İYİ Partili Dervişoğlu, “Bekir Bozdağ şuurunun altındakileri kusuyor. Kendilerini bizim sahibimiz zannediyorlar. Millet bunlara çocuğunu, ailesini emanet etti; öldürüldü, tacize uğradı! Kendilerini bizim sahibimiz sanmasınlar. Ayrıca sözlerinde çok büyük din istismarı var. Ama bu; bunların her zaman yaptığı şey! Bu açıklamayı yapan devlet adamlığı kisvesine bürünmüş. En azından ağzından çıkanı kulağı duymayan insanlara evlat emanet edilmez de. Yaptıkları görev kendilerine kefil değil bu arkadaşların. Sadece Adalet Bakanı değil başka bakanlar da ağzından buna benzer beyanlar kaçırıyorlar. Bakanlık; bir kamu, devlet görevidir. Bu arkadaşlar bunun bir kamu görevi olduğunu unutmuşlar. Onlara da hak veriyorum, çünkü itibarları dolma kalemin ucundaki mürekkepten menkul bunların. İstifa etme hakları bile yok, ancak affedilebiliyorlar. Ben burada tavsiyede bulunuyorum: Bir siyasetçinin ne söyleyeceğini bilmesi kadar ne söylemeyeceğini de bilen insan olmalı. Kendisini de konuşurken sınırlayabilmeyi becerebilmeli. 20 yılın getirdiği iktidar şımarıklığı bunlara her şeyi söyletiyor. 'O akşam kimisi şampanya patlatacak, kimisi şükür secdesine kapanacak' diyor. Ben bir vakit namazı kazaya bırakmayan inanmış müminlerin, Bekir Bozdağ ile ilgili kanaatlerini sandıkta oy kullanırken ifade etmelerini talep ediyorum, bunu çünkü hiçbir vicdan kabul etmez” dedi.
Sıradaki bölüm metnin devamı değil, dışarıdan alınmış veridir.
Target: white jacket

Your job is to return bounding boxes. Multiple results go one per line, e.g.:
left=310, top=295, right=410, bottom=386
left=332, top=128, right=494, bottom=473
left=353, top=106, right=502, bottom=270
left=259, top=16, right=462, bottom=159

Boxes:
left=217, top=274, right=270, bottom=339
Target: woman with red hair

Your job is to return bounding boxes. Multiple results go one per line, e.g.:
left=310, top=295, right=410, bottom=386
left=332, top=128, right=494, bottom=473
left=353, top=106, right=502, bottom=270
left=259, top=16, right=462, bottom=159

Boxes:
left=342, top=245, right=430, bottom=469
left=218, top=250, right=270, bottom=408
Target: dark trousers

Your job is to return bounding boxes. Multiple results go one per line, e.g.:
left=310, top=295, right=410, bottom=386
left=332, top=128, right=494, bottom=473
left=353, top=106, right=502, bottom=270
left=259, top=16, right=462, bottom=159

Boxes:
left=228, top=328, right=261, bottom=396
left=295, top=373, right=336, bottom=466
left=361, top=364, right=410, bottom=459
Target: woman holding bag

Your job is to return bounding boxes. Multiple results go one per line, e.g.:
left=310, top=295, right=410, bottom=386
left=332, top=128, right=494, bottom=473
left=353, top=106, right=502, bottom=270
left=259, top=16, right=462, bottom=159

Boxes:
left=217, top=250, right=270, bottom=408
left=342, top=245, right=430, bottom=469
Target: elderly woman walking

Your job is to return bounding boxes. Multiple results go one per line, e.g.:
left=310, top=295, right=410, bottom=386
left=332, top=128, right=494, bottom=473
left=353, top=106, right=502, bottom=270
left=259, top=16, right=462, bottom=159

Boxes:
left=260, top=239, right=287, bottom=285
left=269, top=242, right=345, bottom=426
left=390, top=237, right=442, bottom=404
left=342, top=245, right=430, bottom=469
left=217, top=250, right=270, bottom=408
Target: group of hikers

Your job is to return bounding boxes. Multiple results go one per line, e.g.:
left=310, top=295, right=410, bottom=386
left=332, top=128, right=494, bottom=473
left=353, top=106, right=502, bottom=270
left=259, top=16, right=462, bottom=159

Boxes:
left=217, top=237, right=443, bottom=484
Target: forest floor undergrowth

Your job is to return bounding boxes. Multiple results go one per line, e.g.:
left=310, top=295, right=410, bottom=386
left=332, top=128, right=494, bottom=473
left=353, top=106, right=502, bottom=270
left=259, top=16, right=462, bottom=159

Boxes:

Dervişoğlu, sözlerine şöyle devam etti: “Ya Kandil kazanacak ya FETÖ kazanacak’ diyor. Bu zamana kadar Kandil'i de kullanan bu iktidardı, FETÖ ile 13 yıl ortaklık yapan da bu iktidardır. Bu ifade ettikleri aslında onların geçmiş dönemdeki karnelerini de hatırlatıyor. O bakımdan bu arkadaşların siyasi akıllarını da kaybettikleri kanaatini taşıyorum. Çünkü Kandil deyince, Kandil'e elçi gönderen Erdoğan gelir akla. İmralı deyince, İmralı'ya eli gönderen Erdoğan gelir akla. Habur'da seyyar mahkemeler kurduran AK Partili Adalet Bakanları gelir akla. Başka şeyleri çağrıştırması muhtemel söylemlerle muhalefeti suçlamaya çalışmak dahi, onların siyaseten akıllarını nasıl kaybettiklerini ve strateji geliştirme kabiliyetlerini yitirdiklerine delalet eder. O bakımdan ben bunların iftirasına ziyadesiyle alıştım ve o tarz iftiralara cevap vermeyi yerinde bile bulmuyorum. Zira seçmenim beni tanıyor, bizi tanıyor, Sayın genel Başkanımız Meral Akşener Hanımefendiyi de tanıyor. Biz mazisi kendisine kefil siyasetçileriz, bizim Kandil'le ya da Türkiye'nin temeline dinamit koymaya çalışan bir takım terör örgütleriyle ilişkilendirilmeye çalışılmamız, bunu yapanlar açısından bir talihsizliktir, bunu yapmak için akıldan vareste olmak lazım. Kendilerine zarar veriyorlar. Seçmenimizin de bundan hiç etkilendiği yok.”